Algorithm to combine two arrays for the smallest CQL filter

52 views Asked by At

I have an array of tables containing an array of privilege_ids. I create CQL filters with the ids like (((table_id in (1,2,3)) and (privilege_id in ('abc','def','ghi'))) and ((table_id in (4,5)) and (privilege_id in ('def','ghi','jkl')))).
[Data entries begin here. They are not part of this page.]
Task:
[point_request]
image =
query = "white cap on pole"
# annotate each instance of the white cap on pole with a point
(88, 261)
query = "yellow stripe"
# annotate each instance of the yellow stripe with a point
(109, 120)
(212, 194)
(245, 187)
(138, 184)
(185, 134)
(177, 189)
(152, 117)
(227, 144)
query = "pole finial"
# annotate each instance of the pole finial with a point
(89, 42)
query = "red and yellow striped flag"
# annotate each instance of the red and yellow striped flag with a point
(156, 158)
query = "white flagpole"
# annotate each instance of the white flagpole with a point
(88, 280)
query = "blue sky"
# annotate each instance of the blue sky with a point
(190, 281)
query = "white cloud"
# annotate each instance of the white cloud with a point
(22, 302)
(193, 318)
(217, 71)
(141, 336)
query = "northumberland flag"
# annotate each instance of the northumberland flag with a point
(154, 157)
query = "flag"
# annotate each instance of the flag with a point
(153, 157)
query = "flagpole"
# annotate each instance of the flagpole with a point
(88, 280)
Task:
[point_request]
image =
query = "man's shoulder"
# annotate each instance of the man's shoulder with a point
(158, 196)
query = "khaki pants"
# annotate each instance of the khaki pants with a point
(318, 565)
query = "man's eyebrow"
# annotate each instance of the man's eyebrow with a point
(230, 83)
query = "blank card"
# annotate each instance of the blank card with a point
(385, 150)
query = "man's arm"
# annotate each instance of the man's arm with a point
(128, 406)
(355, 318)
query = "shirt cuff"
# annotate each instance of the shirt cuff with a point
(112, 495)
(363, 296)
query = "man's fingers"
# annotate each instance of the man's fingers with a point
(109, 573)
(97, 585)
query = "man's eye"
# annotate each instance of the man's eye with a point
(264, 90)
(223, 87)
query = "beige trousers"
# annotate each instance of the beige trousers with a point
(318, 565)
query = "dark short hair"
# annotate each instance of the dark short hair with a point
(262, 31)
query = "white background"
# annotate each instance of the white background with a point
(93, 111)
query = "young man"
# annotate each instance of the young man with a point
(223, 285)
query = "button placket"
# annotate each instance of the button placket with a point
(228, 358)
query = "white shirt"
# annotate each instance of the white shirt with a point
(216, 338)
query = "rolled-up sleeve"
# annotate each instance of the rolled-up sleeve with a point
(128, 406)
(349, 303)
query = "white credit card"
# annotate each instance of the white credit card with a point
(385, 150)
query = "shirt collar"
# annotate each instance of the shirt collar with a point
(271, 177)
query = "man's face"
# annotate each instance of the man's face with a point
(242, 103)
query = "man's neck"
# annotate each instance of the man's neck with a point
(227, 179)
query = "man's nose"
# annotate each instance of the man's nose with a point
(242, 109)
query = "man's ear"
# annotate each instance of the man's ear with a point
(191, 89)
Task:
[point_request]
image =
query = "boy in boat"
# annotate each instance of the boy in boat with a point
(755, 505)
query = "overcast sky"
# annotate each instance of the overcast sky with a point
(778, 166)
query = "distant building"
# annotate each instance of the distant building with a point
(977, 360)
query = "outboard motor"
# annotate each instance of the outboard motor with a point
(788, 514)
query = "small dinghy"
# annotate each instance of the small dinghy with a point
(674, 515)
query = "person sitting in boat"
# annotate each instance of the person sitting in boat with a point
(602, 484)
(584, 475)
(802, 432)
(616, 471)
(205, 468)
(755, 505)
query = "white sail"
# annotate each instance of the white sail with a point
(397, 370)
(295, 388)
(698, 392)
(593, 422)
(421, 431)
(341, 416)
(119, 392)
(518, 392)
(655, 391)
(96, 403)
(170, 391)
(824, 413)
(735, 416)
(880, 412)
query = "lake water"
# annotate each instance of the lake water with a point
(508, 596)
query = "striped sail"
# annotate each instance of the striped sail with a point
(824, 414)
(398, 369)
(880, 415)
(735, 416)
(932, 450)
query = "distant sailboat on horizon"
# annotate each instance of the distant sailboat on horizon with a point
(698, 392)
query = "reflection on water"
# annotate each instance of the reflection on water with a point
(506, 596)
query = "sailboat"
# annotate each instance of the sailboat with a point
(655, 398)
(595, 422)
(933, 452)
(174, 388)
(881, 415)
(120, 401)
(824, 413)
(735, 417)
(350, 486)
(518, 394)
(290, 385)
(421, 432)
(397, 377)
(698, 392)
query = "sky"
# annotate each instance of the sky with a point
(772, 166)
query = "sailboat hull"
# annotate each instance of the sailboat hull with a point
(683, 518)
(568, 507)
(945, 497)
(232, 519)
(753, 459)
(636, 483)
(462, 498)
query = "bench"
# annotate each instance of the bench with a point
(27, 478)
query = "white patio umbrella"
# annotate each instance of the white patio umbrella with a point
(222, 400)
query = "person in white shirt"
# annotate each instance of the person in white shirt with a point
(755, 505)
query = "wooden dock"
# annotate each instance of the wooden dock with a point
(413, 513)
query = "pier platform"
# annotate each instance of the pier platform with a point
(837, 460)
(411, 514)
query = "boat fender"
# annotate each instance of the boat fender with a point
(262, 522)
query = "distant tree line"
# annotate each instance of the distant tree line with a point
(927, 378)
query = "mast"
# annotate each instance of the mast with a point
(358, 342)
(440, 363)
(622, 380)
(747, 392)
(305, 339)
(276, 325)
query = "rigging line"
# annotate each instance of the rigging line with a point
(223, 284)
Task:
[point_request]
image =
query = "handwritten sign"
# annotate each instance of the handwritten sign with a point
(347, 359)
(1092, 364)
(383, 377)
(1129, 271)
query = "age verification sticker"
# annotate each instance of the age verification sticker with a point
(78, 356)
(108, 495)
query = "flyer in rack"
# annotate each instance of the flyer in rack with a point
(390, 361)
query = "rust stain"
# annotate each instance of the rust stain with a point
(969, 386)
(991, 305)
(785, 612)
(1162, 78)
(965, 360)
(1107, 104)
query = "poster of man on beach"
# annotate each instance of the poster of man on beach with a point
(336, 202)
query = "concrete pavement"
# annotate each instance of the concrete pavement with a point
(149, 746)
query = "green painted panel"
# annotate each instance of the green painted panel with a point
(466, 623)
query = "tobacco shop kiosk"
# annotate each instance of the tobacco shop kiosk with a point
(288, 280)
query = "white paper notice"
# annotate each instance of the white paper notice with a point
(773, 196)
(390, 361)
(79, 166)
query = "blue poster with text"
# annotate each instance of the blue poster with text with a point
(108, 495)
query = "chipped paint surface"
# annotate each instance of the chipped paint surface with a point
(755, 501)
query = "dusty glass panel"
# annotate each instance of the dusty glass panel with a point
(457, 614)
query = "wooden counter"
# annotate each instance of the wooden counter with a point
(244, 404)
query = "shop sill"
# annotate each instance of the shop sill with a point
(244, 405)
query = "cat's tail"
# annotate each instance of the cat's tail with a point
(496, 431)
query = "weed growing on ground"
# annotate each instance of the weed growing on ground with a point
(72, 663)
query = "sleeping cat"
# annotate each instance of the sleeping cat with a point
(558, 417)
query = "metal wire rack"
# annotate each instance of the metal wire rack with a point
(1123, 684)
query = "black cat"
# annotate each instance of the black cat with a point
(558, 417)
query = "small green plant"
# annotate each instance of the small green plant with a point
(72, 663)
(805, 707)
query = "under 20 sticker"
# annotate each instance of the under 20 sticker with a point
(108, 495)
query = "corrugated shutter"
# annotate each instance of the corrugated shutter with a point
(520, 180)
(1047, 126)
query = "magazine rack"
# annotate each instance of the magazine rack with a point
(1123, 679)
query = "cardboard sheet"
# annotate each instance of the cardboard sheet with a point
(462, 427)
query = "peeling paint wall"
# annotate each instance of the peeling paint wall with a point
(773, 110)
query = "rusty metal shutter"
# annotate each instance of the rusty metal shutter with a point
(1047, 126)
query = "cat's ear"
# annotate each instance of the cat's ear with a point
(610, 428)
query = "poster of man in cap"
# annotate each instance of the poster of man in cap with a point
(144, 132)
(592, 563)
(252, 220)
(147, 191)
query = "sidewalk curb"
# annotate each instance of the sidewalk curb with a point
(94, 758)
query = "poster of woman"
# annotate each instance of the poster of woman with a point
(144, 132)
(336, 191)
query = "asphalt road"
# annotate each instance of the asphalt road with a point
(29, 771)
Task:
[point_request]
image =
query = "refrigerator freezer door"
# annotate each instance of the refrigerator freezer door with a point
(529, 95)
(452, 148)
So I need an algorithm that finds the best grouping of table_id and privilege_id to get the shortest CQL out of it.

Input Tables

[
  { id: 1, privilege_ids: ['abc','def','ghi', 'mno', ..., 'yza'] },
  { id: 2, privilege_ids: ['abc','def','ghi', 'mno', ..., 'yza'] },
  { id: 3, privilege_ids: ['abc','def','ghi', 'mno', ..., 'yza'] },
  { id: 4, privilege_ids: ['def','ghi','jkl', 'mno', ..., 'yza'] },
  { id: 5, privilege_ids: ['def','ghi','jkl', 'mno', ..., 'yza'] }
]

Output

[
   { table_ids: [1, 2, 3], privilege_ids: ['abc'] },
   { table_ids: [4, 5], privilege_ids: ['jkl'] },
   { table_ids: [1, 2, 3, 4, 5], privilege_ids: ['def','ghi', 'mno', ..., 'yza'] }
]

The output is used to create the CQL. In this example you can also group 1, 2, 3 and 4, 5. However the overlapping privilege_ids would create more text than the additional grouping of table_ids 1,2,3,4,5. So this is the algorithm I need.

There are around 1 - 10 tables per query with each 1 - 500 privilege_ids. Most of the privilege_ids overlap. The goal is to find the biggest overlapping privilege_id combination with their table_id to create the smallest CQL filter in extreme cases (500 privilege_ids) without making it to big for smaller usecases (10 privilege_ids).

0

There are 0 answers